Patients with metastatic lung cancer undergoing treatment were evaluated for depression using the Hospital Anxiety and Depression Scale (HADS). Inflammation (CRP and CRP cutoffs ≥1 and ≥3 mg/mL) and demographic and treatment variables were analyzed for association with depression.
One hundred nine consecutive participants exhibited an average plasma CRP concentration of 1.79 mg/mL (median, 0.75 mg/mL [standard deviation, 2.5 mg/mL), and 20.7% had a CRP concentration of ≥3.0 mg/mL; 23.9% met depression screening criteria (HADS ≥8). A log transformation of CRP was significantly correlated with depression severity (r = 0.47, P < .001). CRP was the only covariate to predict depression severity (P = .008) in a multivariate model including lung cancer disease subtype and type of systemic treatment. Receiver operating characteristic analysis indicated that CRP had moderate predictive accuracy in identifying elevated depression (area under the curve = 0.74). A cutoff of CRP ≥3.0 generated high specificity (88%) but identified only 50% of those with elevated depression.
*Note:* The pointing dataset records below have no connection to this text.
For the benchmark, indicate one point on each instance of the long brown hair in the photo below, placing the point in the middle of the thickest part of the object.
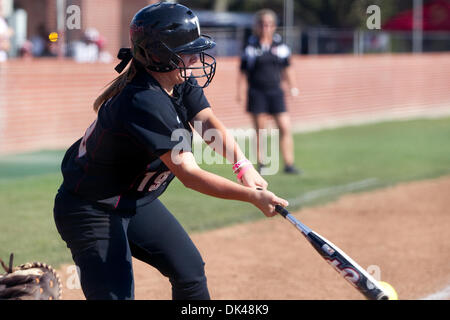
(116, 86)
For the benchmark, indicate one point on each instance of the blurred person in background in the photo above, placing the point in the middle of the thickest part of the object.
(5, 34)
(265, 64)
(107, 208)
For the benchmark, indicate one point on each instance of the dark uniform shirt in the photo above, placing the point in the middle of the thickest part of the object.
(116, 164)
(263, 66)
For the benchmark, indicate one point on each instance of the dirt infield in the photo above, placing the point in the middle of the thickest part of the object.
(403, 231)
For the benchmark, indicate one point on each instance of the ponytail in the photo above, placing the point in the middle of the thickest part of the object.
(116, 86)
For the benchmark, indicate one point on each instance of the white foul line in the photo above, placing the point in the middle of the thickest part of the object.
(325, 192)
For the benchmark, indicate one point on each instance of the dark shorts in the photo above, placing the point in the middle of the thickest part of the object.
(102, 244)
(265, 101)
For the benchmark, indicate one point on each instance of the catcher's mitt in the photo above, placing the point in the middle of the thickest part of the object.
(29, 281)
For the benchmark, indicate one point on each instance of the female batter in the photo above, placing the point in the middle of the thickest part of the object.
(107, 208)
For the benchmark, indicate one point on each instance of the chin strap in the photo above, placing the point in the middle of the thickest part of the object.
(125, 55)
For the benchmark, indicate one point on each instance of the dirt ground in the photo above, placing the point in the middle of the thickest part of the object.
(403, 231)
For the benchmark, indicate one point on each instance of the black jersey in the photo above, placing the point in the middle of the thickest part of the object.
(263, 66)
(116, 163)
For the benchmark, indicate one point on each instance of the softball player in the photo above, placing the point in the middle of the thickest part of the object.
(265, 63)
(107, 208)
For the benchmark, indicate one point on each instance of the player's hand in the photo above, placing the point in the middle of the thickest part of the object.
(251, 178)
(265, 201)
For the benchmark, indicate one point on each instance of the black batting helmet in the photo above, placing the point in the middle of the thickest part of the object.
(160, 32)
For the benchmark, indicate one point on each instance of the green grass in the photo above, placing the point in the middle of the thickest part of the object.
(391, 152)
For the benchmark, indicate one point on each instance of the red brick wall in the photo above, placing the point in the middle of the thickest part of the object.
(47, 103)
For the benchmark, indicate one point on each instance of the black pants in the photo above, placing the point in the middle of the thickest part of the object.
(102, 244)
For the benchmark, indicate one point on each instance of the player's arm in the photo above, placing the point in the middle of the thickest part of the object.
(183, 165)
(225, 144)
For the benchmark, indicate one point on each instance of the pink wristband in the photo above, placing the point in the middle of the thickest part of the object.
(242, 171)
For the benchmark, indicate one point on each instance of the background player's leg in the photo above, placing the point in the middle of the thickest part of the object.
(157, 238)
(286, 141)
(259, 122)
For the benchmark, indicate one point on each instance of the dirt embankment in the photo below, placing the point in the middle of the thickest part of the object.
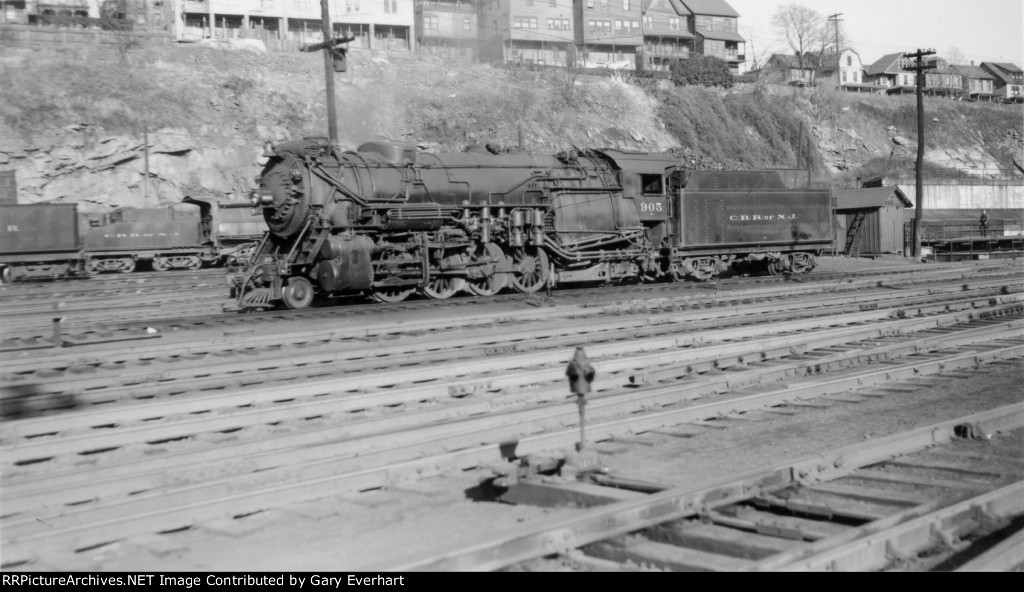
(105, 125)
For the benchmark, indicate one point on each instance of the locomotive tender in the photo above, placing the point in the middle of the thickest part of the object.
(388, 221)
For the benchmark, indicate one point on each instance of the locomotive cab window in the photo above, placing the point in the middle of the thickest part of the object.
(652, 184)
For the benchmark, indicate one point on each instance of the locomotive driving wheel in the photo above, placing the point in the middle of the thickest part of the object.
(161, 264)
(298, 293)
(388, 265)
(530, 269)
(442, 287)
(493, 282)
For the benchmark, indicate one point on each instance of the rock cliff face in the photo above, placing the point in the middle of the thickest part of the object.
(210, 111)
(100, 171)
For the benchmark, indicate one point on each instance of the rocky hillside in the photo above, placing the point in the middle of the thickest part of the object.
(85, 123)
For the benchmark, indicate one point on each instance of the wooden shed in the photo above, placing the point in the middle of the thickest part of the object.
(869, 220)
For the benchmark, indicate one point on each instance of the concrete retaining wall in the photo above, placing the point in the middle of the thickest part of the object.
(968, 197)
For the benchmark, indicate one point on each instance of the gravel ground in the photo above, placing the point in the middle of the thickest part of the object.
(357, 532)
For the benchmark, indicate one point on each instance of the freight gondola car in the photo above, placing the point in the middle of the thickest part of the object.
(388, 221)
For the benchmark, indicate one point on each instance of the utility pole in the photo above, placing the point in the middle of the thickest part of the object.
(920, 68)
(836, 19)
(334, 60)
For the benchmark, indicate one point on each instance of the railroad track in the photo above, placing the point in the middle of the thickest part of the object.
(144, 373)
(872, 506)
(156, 473)
(170, 312)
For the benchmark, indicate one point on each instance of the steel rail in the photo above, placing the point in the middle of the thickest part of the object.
(619, 518)
(65, 488)
(188, 342)
(182, 372)
(616, 353)
(875, 551)
(302, 481)
(804, 288)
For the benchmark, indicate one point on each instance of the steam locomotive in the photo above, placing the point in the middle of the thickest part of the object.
(388, 221)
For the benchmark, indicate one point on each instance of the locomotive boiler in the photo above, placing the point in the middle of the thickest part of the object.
(388, 221)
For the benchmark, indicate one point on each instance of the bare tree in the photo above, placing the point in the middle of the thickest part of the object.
(803, 28)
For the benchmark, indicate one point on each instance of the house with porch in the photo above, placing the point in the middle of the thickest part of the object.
(448, 28)
(1009, 81)
(786, 69)
(667, 34)
(716, 31)
(373, 24)
(846, 71)
(892, 74)
(977, 83)
(540, 32)
(607, 32)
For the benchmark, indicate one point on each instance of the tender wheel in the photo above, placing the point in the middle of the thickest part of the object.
(491, 283)
(298, 293)
(530, 269)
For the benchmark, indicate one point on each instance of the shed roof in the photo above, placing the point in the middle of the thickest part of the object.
(886, 65)
(868, 198)
(713, 7)
(974, 72)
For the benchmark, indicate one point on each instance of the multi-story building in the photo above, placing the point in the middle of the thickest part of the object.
(978, 84)
(668, 33)
(785, 69)
(1009, 81)
(528, 31)
(373, 24)
(892, 73)
(448, 28)
(845, 71)
(607, 32)
(717, 31)
(941, 79)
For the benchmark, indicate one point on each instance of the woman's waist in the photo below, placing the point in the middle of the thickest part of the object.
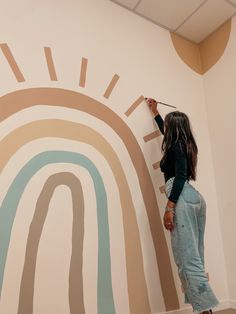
(169, 184)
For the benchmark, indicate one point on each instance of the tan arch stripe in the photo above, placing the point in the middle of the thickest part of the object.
(111, 86)
(137, 289)
(83, 72)
(19, 100)
(50, 64)
(12, 62)
(151, 136)
(76, 297)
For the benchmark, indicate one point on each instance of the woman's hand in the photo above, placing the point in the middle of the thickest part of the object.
(168, 220)
(152, 103)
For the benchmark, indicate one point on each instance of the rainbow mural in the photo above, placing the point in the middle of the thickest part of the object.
(45, 127)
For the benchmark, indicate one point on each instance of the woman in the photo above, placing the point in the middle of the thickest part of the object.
(185, 212)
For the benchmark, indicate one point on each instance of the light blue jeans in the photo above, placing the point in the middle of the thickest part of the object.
(187, 242)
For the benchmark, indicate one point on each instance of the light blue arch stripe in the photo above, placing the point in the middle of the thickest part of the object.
(10, 203)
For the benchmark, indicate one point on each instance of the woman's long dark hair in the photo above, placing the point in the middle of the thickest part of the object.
(177, 127)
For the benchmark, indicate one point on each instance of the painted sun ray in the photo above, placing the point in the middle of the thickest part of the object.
(12, 62)
(104, 287)
(50, 63)
(134, 106)
(83, 72)
(162, 189)
(111, 86)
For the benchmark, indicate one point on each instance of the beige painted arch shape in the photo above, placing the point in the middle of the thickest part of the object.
(36, 227)
(19, 100)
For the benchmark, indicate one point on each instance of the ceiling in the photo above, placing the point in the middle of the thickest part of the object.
(191, 19)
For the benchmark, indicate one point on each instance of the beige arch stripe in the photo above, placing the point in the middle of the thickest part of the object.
(137, 289)
(134, 106)
(12, 62)
(50, 63)
(19, 100)
(76, 297)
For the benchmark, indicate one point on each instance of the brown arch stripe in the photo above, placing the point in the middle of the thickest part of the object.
(19, 100)
(76, 297)
(50, 63)
(134, 106)
(111, 86)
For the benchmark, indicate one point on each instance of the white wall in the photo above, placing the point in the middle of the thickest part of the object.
(116, 41)
(219, 84)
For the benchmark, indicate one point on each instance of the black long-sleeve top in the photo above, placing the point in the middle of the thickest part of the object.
(174, 165)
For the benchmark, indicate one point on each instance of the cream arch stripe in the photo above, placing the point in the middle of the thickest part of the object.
(76, 298)
(137, 289)
(50, 63)
(83, 72)
(111, 86)
(19, 100)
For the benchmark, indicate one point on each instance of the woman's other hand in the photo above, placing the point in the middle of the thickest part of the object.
(152, 103)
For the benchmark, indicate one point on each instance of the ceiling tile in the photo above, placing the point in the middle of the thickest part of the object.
(127, 3)
(169, 13)
(208, 18)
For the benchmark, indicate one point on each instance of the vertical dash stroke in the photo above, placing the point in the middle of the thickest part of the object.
(50, 63)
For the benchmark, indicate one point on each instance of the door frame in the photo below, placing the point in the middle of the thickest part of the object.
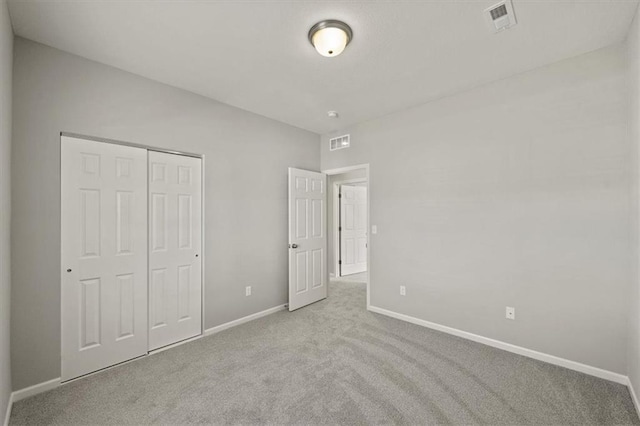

Elevated CRP is associated with depression in patients with metastatic lung cancer. Thus, CRP may identify a subset of lung cancer patients with inflammation-induced depression and may be useful in predicting response to treatments that target inflammation or its downstream mediators on the brain.
肺癌患者中抑郁症的发病率很高。尽管已经知道炎症与抑郁症之间存在关联,但尚未在接受免疫和其他靶向药物治疗的肺癌患者中对此进行研究。外周血 C 反应蛋白(CRP),一种全身性炎症的标志物,可能有助于识别与炎症相关的患有抑郁症的转移性肺癌患者。
对接受治疗的转移性肺癌患者使用医院焦虑和抑郁量表(HADS)进行抑郁评估。分析炎症(CRP 和 CRP 切点≥1 和≥3mg/mL)和人口统计学及治疗变量与抑郁的相关性。
109 例连续参与者的平均血浆 CRP 浓度为 1.79mg/mL(中位数,0.75mg/mL[标准差,2.5mg/mL]),20.7%的 CRP 浓度≥3.0mg/mL;23.9%的患者符合抑郁筛查标准(HADS≥8)。CRP 的对数转换与抑郁严重程度显著相关(r=0.47,P<.001)。在包括肺癌疾病亚型和全身治疗类型的多变量模型中,CRP 是唯一可预测抑郁严重程度的协变量(P=0.008)。受试者工作特征分析表明,CRP 对识别升高的抑郁具有中等预测准确性(曲线下面积=0.74)。CRP 切点≥3.0 具有较高的特异性(88%),但仅能识别 50%的抑郁升高患者。
在转移性肺癌患者中,CRP 升高与抑郁有关。因此,CRP 可能识别出患有炎症引起的抑郁症的肺癌患者亚群,并且可能有助于预测针对炎症或其对大脑的下游介质的治疗反应。